Al oír el gemido de dolor y ver cómo Geonsik se encorvaba, Choi Min se acercó rápidamente para sostenerlo. Había pensado que, pasados los primeros meses, estaría bien salir a pasear, pero ahora dudaba. Geonsik, sintiendo su inquietud, le dio unas palmaditas en el brazo.
—Estoy bien, es solo… el pecho me duele un poco.
Últimamente le había molestado, pero ahora el dolor era punzante. Geonsik intentó respirar con calma.
—Vamos al coche.
«¿Ya tenemos que irnos?» Le costaba dar el paso, reacio a dejar atrás la belleza de los cerezos.

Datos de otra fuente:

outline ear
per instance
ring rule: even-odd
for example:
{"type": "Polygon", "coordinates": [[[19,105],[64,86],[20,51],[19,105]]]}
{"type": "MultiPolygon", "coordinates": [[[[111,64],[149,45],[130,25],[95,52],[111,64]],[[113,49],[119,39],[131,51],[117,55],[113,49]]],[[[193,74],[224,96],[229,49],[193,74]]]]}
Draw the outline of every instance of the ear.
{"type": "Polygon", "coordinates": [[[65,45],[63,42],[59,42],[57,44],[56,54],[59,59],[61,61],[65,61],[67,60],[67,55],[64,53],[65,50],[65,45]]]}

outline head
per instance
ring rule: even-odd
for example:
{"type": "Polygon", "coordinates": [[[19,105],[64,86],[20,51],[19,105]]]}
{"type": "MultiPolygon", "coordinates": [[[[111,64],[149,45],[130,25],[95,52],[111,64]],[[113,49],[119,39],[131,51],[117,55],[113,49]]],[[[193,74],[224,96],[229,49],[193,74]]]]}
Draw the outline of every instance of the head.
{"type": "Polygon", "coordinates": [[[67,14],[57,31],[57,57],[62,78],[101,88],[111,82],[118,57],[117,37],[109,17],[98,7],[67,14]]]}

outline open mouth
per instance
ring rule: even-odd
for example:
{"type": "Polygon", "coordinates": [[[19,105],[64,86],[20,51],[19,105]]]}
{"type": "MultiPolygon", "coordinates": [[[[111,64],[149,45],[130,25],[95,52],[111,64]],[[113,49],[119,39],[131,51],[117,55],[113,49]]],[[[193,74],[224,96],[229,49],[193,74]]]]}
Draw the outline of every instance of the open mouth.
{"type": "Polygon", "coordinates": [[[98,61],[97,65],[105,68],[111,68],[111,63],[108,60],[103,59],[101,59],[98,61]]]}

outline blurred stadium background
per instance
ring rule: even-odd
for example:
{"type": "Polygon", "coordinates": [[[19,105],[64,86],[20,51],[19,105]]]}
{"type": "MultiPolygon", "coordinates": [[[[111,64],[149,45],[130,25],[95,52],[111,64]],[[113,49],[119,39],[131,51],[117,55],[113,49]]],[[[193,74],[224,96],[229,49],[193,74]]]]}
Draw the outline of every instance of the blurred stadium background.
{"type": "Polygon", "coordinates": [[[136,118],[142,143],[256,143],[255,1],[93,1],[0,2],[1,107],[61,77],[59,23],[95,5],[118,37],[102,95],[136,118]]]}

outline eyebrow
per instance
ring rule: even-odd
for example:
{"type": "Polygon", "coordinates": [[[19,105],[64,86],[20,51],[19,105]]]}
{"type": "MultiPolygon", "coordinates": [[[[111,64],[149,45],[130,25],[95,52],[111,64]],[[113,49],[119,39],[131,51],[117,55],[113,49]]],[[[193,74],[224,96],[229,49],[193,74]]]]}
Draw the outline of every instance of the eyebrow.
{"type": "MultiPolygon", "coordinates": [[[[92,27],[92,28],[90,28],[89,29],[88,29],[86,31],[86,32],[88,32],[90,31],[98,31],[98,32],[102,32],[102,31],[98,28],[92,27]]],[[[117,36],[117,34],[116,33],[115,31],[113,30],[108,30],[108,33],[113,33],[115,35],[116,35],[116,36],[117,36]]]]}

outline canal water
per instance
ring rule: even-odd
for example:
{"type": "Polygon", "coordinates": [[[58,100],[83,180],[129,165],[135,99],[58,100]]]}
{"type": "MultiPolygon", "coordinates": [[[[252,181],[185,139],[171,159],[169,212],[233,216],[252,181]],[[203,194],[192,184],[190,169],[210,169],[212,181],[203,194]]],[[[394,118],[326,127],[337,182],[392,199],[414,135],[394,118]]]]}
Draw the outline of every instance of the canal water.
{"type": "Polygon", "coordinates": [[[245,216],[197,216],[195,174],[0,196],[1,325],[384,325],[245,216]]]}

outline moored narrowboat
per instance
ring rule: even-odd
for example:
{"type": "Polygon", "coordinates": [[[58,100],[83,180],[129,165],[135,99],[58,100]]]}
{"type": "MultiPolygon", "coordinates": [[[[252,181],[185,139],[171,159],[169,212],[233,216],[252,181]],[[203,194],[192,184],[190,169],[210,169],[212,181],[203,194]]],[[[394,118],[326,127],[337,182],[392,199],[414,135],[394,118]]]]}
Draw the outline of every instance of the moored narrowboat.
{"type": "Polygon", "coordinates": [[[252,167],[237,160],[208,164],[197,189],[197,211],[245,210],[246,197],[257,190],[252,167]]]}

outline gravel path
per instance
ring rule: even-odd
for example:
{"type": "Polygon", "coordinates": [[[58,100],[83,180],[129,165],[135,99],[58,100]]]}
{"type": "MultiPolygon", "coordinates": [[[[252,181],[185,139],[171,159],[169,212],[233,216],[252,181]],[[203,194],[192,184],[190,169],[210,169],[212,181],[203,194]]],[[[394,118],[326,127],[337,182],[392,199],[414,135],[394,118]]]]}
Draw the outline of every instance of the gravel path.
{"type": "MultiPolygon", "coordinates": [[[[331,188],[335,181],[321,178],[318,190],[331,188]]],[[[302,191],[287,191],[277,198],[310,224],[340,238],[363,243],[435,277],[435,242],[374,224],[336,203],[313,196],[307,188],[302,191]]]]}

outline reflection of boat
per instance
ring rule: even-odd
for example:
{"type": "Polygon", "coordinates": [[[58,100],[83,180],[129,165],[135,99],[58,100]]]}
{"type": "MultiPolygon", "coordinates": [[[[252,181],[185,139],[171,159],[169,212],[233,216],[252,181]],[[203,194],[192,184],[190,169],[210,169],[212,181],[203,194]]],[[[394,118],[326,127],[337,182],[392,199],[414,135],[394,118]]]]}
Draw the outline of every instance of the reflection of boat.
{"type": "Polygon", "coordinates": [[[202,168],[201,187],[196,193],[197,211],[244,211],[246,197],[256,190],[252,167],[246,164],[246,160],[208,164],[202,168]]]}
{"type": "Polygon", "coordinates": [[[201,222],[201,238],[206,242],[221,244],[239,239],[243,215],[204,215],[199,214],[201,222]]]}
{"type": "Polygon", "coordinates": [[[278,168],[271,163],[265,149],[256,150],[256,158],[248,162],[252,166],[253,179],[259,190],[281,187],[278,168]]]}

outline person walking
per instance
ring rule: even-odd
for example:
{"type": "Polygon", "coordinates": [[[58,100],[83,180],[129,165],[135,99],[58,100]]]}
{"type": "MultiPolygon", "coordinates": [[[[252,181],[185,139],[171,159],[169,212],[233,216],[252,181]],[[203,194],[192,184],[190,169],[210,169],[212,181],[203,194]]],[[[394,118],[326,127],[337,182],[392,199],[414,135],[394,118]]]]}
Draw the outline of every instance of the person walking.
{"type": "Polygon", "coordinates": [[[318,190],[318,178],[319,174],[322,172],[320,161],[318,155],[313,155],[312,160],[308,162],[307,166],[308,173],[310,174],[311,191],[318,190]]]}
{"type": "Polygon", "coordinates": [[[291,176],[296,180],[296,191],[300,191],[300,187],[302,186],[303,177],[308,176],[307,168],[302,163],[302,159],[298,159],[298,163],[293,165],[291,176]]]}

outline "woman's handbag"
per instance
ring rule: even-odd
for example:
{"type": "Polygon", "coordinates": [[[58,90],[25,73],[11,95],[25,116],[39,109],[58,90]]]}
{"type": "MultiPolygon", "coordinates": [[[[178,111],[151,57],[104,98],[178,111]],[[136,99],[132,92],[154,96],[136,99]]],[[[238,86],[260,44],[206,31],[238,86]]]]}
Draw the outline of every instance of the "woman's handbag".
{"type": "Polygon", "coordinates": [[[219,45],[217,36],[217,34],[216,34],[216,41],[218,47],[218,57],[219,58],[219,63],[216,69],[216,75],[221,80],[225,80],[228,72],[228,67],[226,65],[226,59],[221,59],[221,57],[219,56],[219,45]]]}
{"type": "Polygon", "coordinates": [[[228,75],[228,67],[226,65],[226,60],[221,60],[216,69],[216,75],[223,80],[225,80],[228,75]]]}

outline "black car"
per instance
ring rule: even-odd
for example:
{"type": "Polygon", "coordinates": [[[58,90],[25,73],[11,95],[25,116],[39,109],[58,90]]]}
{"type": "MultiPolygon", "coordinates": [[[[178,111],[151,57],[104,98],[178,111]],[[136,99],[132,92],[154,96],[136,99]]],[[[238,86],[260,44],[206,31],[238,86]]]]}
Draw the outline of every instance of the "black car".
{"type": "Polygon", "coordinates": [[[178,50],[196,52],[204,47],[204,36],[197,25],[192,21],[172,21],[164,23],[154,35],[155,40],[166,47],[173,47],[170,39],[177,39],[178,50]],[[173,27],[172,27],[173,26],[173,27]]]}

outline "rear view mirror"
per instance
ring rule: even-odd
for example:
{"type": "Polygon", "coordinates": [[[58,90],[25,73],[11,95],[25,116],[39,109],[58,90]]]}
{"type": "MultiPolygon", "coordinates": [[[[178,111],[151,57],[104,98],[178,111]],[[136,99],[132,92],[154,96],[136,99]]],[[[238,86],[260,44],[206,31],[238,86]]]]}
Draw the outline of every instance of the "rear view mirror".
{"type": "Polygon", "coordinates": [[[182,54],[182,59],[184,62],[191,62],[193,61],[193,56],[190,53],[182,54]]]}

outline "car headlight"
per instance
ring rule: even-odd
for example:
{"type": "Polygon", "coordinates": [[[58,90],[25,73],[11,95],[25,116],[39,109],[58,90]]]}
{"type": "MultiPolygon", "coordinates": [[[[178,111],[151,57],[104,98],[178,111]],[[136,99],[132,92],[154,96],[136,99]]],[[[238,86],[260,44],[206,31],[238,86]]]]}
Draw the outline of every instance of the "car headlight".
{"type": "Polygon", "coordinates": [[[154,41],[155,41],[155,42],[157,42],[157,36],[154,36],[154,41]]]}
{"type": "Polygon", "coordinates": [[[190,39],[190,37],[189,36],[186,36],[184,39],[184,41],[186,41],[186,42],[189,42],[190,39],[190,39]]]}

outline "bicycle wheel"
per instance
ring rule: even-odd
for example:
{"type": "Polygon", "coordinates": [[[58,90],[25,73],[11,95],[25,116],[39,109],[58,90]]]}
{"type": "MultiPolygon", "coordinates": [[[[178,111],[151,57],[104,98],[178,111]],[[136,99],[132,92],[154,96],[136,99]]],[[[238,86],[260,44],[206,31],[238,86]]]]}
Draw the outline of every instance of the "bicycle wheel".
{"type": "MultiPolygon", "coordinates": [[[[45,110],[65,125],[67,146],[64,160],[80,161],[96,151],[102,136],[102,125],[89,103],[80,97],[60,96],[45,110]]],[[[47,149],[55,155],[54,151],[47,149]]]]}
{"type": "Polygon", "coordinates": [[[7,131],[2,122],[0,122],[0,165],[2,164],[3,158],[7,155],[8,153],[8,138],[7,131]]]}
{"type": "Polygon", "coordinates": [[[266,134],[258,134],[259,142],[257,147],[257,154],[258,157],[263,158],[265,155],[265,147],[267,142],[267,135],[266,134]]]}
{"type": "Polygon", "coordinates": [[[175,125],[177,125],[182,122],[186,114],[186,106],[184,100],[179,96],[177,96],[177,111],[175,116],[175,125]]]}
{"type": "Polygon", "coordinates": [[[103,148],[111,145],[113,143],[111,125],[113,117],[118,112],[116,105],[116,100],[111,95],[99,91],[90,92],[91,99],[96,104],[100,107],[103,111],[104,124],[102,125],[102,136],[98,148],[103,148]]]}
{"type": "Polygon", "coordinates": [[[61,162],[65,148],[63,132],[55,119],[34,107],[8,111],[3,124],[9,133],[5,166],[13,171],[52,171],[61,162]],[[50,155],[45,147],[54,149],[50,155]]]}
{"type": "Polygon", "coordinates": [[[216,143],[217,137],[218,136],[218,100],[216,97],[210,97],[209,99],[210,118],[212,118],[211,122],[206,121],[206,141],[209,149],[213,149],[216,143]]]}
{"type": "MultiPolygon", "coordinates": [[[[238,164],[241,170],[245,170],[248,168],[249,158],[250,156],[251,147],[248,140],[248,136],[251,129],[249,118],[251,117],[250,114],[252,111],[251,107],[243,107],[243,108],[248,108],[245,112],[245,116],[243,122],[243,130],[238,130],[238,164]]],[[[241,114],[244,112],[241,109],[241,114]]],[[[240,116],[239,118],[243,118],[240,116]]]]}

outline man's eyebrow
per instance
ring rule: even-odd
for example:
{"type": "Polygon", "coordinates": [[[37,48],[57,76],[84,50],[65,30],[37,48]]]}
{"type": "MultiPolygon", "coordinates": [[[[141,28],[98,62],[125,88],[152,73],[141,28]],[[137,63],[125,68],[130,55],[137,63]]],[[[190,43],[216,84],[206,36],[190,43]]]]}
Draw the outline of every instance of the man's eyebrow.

—Quiero quedarme un poco más.
—Los veremos luego. Primero, al coche.
«¿No vamos a casa?» Geonsik inclinó la cabeza, confundido por lo de “luego”.
Con la ayuda de Choi Min, llegaron al coche aparcado, donde Jangwoo se estaba haciendo un selfi con el vehículo de fondo. Al verlos, escondió rápidamente el teléfono tras la espalda, avergonzado.
—¿Ya regresan?
—Oye, ve a ver los cerezos un rato.
—¿Eh?
—Ve y admíralos. Vuelve en una hora. Si llegas un minuto antes, morirás.
La actitud amenazante de Choi Min hizo que Jangwoo saliera corriendo hacia el parque sin pensarlo dos veces.
—¿Qué pasa? ¿No íbamos a casa?
Sin entender la situación, Geonsik fue empujado al asiento trasero mientras Choi Min se acomodaba a su lado, mirando alrededor. El coche estaba estacionado en un rincón apartado, sin nadie cerca.
—Quítate la ropa.
—¿Qué?
—Te haré un masaje en el pecho.
Los movimientos de manos de Choi Min, que decía ser un masaje, parecían exagerados. Y algo… sugerentes.
—Este tipo está loco.
—¿Qué tiene de loco? ¿No oíste al médico? Dijo que si te duele, hay que masajearlo. Yo lo haré. Se me da bien tocar pechos.
—Qué gracioso. No juegues conmigo.
—Vaya, llamas “juego” a mi buena voluntad. Qué doloroso.
Aunque fingía estar ofendido, la comisura de sus labios se curvaba sutilmente. Geonsik, que lo notó, levantó los brazos, pero el dolor punzante en el pecho lo hizo encogerse de nuevo.
—¿Ves? Te duele. Yo me encargaré. Primero, quítate la ropa.
«No quiero caer en su trampa, pero el pecho me duele demasiado.» Los músculos, sin mucha grasa, estaban tensos y duros.
—…Hazlo con cuidado.
Apenas obtuvo el permiso, Choi Min desabotonó la camisa beige de Geonsik.
«¿Por qué estoy tan nervioso si solo es un masaje?» Geonsik sentía el cuello arder.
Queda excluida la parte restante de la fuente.